Solo con la llegada de los comunistas chinos al poder en Pekín en 1949 se iba a socavar profundamente la dominación occidental sobre el movimiento comunista internacional, con su tendencia natural a reproducir una perspectiva orientalista. El cisma chino-soviético fue la culminación de esta gran divergencia. Ahora bien, de la cuestión del Tíbet a la actual de Xinjiang, el propio Estado chino iba a reproducir a su vez una actitud colonial, incluso islamófoba en este último caso.

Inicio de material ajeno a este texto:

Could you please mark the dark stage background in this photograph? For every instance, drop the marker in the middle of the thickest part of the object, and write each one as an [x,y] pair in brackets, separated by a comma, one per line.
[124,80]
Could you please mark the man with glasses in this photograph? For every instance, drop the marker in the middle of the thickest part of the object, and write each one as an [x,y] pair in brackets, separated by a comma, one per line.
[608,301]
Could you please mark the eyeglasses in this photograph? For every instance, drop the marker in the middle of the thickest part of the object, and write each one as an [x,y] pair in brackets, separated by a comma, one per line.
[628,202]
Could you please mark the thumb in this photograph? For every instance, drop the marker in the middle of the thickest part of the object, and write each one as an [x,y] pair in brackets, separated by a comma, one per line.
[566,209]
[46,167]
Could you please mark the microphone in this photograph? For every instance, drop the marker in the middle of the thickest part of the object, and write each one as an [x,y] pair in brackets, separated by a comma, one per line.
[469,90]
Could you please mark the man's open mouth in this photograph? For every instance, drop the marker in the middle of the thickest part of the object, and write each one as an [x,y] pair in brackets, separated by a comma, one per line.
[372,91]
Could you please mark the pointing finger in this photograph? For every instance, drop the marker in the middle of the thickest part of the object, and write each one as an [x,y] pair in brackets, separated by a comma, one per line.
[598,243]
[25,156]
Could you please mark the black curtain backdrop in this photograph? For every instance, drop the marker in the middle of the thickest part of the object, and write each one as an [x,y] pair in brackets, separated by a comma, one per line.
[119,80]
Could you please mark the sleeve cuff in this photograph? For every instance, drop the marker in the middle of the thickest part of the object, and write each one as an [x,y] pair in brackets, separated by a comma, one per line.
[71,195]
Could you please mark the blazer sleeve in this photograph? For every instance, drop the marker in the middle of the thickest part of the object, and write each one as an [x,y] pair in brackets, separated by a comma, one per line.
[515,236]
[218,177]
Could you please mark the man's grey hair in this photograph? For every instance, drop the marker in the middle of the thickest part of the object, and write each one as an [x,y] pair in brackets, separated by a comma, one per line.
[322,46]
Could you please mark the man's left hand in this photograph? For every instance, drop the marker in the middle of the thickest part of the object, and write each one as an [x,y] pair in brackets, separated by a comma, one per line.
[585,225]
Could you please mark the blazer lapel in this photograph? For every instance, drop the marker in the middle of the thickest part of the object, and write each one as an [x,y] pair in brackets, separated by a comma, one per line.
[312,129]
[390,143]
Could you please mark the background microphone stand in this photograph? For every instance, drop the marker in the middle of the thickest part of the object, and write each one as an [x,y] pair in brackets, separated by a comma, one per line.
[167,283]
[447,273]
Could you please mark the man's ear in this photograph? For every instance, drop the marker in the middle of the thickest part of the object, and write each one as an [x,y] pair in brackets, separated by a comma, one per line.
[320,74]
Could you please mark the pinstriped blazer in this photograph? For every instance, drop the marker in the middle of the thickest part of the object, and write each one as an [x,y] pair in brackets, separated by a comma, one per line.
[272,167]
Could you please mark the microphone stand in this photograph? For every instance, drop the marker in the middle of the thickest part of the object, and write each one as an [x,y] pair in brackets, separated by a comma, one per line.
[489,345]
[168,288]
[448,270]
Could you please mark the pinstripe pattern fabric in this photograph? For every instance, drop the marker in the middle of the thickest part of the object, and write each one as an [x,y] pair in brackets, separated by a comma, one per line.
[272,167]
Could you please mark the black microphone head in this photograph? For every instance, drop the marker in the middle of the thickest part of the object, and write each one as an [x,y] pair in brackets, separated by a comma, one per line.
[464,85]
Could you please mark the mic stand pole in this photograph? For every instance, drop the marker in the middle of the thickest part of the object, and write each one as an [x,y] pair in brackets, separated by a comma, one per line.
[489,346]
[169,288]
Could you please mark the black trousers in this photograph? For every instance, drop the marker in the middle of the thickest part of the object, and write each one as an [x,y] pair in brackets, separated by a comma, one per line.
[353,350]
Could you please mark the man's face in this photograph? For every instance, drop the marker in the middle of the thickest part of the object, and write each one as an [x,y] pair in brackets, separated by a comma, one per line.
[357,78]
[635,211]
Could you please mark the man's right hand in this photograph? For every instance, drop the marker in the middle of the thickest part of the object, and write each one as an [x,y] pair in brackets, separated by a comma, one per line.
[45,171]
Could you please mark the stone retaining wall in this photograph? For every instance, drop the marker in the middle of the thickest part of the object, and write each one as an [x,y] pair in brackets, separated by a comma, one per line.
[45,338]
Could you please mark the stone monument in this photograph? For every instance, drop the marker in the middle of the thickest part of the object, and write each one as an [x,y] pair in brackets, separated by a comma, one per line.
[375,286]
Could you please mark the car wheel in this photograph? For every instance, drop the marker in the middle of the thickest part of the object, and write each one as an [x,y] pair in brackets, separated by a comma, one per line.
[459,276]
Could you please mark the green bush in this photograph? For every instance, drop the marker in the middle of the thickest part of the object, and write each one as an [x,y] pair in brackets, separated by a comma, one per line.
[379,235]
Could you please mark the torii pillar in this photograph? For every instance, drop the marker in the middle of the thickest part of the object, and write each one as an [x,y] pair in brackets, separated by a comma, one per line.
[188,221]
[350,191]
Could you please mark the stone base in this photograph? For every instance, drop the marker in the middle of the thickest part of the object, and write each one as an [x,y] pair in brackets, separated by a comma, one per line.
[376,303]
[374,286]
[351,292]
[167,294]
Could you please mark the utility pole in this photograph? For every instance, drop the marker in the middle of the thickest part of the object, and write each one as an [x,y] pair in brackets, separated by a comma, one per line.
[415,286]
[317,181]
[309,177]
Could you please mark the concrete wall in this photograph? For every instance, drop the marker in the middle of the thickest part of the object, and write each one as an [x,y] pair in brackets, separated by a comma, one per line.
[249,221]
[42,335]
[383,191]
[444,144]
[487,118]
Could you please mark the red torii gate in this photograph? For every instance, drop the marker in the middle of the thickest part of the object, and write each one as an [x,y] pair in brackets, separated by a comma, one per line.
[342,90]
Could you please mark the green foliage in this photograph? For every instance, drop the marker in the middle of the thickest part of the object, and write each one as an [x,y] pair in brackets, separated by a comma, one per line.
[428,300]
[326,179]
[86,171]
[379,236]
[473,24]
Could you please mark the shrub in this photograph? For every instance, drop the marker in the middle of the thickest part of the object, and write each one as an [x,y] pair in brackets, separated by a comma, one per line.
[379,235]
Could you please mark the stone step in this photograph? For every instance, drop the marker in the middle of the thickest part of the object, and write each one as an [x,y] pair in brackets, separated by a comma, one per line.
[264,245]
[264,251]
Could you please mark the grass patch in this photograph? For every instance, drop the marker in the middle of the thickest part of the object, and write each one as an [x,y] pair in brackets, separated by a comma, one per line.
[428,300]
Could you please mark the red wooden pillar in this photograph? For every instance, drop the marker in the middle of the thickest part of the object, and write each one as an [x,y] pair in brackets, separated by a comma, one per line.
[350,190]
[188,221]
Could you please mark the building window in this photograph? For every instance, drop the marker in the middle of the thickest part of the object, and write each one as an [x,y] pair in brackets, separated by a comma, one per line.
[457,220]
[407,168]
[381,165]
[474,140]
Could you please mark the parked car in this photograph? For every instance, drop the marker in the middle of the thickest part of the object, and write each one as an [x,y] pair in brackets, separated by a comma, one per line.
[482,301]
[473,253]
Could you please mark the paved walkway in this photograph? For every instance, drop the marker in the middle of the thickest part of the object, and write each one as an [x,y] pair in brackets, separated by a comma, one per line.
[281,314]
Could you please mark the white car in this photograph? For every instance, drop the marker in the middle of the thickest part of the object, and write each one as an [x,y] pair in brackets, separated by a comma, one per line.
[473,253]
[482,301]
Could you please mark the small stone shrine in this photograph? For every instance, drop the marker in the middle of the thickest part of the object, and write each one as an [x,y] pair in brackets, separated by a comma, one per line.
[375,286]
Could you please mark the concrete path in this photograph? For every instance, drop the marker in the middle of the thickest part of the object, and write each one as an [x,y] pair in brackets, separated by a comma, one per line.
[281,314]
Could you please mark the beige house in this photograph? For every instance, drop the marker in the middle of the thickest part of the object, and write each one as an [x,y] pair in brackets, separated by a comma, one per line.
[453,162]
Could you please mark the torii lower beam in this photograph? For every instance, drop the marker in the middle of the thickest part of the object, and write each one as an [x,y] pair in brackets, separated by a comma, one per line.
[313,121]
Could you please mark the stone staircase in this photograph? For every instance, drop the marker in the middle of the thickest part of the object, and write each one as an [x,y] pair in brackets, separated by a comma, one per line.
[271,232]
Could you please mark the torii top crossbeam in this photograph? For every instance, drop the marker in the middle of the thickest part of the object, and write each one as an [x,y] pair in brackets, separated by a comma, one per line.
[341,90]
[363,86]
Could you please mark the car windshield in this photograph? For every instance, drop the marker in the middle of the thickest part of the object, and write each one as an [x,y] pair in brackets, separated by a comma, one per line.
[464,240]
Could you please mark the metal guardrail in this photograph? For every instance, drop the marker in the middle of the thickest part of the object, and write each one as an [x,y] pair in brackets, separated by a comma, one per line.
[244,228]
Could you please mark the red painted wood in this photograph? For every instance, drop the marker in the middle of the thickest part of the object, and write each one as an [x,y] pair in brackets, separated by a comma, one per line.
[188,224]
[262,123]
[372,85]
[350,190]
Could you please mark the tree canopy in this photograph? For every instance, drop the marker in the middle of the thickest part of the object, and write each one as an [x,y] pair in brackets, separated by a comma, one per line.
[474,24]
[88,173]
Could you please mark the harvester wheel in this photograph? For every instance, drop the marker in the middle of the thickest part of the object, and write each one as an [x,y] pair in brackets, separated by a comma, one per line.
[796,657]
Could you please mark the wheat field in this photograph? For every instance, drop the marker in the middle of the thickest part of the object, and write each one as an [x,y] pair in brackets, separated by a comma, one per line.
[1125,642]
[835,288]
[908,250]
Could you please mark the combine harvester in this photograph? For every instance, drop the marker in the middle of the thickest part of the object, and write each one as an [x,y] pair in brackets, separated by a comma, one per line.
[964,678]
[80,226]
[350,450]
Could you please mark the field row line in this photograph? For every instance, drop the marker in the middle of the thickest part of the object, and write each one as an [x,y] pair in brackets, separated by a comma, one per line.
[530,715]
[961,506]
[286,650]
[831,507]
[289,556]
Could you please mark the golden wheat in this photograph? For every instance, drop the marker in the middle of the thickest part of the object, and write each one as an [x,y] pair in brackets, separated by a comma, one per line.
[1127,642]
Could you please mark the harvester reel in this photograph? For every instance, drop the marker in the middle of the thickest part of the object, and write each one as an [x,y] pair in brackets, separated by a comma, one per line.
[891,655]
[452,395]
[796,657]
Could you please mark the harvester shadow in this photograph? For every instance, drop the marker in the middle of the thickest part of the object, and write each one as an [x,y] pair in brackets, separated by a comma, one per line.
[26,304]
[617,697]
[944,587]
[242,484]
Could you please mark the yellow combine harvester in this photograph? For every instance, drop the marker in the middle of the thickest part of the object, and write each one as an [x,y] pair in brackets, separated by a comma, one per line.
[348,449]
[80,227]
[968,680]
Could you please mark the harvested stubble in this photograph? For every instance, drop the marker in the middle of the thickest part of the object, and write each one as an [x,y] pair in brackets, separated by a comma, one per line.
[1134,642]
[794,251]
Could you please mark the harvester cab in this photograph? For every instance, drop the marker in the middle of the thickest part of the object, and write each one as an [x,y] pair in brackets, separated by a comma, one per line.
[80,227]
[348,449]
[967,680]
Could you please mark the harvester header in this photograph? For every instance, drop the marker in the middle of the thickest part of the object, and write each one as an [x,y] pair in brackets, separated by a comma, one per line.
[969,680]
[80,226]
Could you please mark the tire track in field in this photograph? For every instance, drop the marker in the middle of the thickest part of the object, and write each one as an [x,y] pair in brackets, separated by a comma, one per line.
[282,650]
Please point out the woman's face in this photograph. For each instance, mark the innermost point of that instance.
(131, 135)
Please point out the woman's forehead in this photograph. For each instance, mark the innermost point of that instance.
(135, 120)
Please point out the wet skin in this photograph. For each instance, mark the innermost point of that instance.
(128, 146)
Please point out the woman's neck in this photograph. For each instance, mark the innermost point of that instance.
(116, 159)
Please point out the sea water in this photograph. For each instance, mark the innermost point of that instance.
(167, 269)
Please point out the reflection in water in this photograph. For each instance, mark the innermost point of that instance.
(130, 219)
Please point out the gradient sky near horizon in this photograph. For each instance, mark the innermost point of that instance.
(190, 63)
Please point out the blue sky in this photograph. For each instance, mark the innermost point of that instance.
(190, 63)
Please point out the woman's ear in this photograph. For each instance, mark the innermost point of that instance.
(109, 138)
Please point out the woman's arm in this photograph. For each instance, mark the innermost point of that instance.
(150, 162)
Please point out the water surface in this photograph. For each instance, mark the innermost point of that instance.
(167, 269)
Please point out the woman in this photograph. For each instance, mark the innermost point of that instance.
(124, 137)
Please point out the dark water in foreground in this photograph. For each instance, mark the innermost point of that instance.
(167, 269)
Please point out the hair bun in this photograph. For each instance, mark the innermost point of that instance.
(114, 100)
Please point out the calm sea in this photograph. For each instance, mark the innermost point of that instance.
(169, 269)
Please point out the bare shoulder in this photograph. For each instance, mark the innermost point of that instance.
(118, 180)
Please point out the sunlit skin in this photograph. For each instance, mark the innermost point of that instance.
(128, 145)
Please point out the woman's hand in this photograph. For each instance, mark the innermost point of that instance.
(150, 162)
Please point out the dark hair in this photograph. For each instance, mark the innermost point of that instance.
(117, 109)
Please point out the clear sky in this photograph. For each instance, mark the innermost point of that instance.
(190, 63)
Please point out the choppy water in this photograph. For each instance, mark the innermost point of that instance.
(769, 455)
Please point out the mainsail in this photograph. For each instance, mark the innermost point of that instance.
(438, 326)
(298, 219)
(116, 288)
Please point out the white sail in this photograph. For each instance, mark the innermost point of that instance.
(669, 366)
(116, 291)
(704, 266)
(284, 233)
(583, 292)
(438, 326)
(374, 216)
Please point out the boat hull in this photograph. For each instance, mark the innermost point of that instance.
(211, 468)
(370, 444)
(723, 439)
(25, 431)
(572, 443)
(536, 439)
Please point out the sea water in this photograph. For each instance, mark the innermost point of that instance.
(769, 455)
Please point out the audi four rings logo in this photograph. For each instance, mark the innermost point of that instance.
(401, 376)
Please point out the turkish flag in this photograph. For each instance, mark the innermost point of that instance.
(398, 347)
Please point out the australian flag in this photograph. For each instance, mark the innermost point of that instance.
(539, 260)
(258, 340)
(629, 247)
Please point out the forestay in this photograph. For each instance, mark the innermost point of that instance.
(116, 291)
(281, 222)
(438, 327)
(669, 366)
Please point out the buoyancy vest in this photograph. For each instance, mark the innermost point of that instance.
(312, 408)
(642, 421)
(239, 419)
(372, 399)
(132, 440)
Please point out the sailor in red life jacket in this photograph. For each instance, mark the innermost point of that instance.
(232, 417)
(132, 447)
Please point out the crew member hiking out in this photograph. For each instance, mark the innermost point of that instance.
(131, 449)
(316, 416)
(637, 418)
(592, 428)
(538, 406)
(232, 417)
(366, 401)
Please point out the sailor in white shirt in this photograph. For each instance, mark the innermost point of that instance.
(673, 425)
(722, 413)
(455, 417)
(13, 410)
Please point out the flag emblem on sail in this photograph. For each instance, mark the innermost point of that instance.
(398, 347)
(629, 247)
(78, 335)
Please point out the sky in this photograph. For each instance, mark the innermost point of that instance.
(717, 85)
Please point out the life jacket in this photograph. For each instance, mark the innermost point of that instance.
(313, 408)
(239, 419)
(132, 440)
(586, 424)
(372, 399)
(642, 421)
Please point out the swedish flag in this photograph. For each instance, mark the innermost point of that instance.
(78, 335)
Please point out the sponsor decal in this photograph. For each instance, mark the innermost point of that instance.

Ni Marx ni Engels podrían reconocerse en ninguno de los gobiernos que reclamaron su herencia durante el siglo XX. La combinación en el poder del socialismo y de la democracia radical, así como la puesta en práctica de una política basada en un verdadero internacionalismo que repudie todos los etnocentrismos y se niegue a subordinar la lucha revolucionaria a los intereses estatales, está todavía por inventar.
* Gilbert Achcar es profesor de Estudios de Desarrollo y Relaciones Internacionales en la Escuela de Estudios Orientales y Africanos de la Universidad de Londres y autor de varias obras sobre esta y otras áreas de estudio.
Texto de la entrada “Colonialismo / Imperialismo / Orientalismo”, en Histoire globale des socialismes, XIXe-XXIe siècle, bajo la dirección de Jean-Numa Ducange, Razmig Keucheyan y Stéphanie Roza, París, PUF, 2021, pp. 109-122.